Raakhee was impressed with my acting and told me to meet director Samir Ganguly, who was making Sharmeelee. She had already signed the film.
I was offered the role of a molester, and I agreed.
I invited my entire family for the film’s premiere in Delhi. When they saw me trying to rape the heroine, they walked out of the theatre. My parents were furious. When I returned home, my mother told me to get out of the house.
To calm them down, I requested Raakhee to meet my family and assure them about the profession. That helped a lot.
Since then, filmmakers started casting me in negative roles. Producers and distributors would demand a rape scene in the film to increase its viability. I never thought I would become so famous.
I laugh it off when people call me a rapist. I was a villain in films, but not in my personal life. It was just my job.
The most difficult rape scene was with Reena Roy in Sunil Dutt’s Daku Aur Jawan.
Duttsaab had conceived the scene in a temple. There were lamps lit all over and a slight wrong step would have had the oil spilling on us. We were so scared to do the scene that we almost decided to scrap it.
I remember Madhuri Dixit was very scared to do a rape scene with me in Prem Pratigyaa. After the shot, she said she couldn’t even feel me touching her.
I would do my rape scenes very gently. I would always give cues to actresses during the scenes.
‘Women were scared of me. They often found me creepy’
IMAGE: Ranjeet in a scene with Rekha.
Women were scared of me. They often found me creepy.
Parents refused to marry their daughters to me.
At the same time, I had some crazy fan girls. I had my share of link ups and affairs too.
I had a live-in relationship with a girl, who was my friend since I started my career. We got married, but a year-and-a-half later, she walked out. We had known each other for 12 years. It was a tough phase in my life.
‘I wasn’t enjoying the kind of films that were being made’
IMAGE: Ranjeet and Viju Khote in Inquilaab.
During the mid-1980s, I felt my work was getting monotonous. I was shooting continuously, sometimes for 25, 30 films at a time.
I was so busy that I couldn’t attend my brother’s wedding.
I was doing 80 films when I decided to call it a day.
I wasn’t enjoying the kind of films that were being made. Kader Khan was writing most of the films and almost all had double meaning dialogues.
‘Rekha requested if I could shoot my film in the mornings as she wanted to spend the evenings with Amitabh’
IMAGE: Ranjeet, Kajol and Aashif Sheikh in Karan Arjun.
After I quit acting, I wrote a script and decided to direct a film with Dharmendra, Rekha and Jaya Prada.
Rekha and I were good friends since I gave the first shot of my life with her in Sawan Bhadon.
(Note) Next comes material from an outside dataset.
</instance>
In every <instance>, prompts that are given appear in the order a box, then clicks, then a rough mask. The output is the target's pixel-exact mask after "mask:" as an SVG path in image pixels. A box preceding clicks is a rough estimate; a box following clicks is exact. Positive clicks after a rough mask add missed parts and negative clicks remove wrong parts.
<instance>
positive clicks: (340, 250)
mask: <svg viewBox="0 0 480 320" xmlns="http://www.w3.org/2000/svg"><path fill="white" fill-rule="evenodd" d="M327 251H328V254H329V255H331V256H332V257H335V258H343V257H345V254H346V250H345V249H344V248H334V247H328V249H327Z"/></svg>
The entire first schedule of Kaaranama was an evening shift. One day, Rekha called and requested if I could move the schedule to a morning shift as she wanted to spend the evenings with Amitabh Bachchan.
I cordially refused, so she left the film and returned the signing amount.
I had to delay the film and Dharmendra got busy with other commitments. He suggested Anita Raaj instead of Rekha.
Ultimately, I made the film with Farah, Kimi Katkar and Vinod Khanna. It did average business (when it released in 1990).
Later, I made Gajab Tamasha) (1992) with Anu Agarwal and Rahul Roy, but it failed.
‘I met my wife through Chunky Pandey’s mother’
IMAGE: Ranjeet with his wife Aloka. Photograph: Pradeep Bandekar
I met my wife, Aloka, through Chunky Pandey’s mother, Snehalata.
In those days, actresses and aspiring girls would go to her for beauty treatment.
I was initially hoping to cast a fresh face in Kaaranama, so I had asked Snehalata to look for a newcomer actress.
She sent this beautiful girl and I immediately finalised her for my film.
But circumstances were not in my favour, and that’s why I had to change the script and the cast.
She accepted that, and instead assisted me on the film. My parents liked her and asked me to marry her. I married her in 1986.
My daughter Divyanka is a successful fashion and jewelry designer. She currently works with Manish Arora and is planning to launch her collection soon.
My son Chiranjeev was keen to become a Formula One driver, but unfortunately, the sport isn’t big in India. He is finding it very hard to find sponsors. He has shown an interest in acting, so I am planning to launch him soon.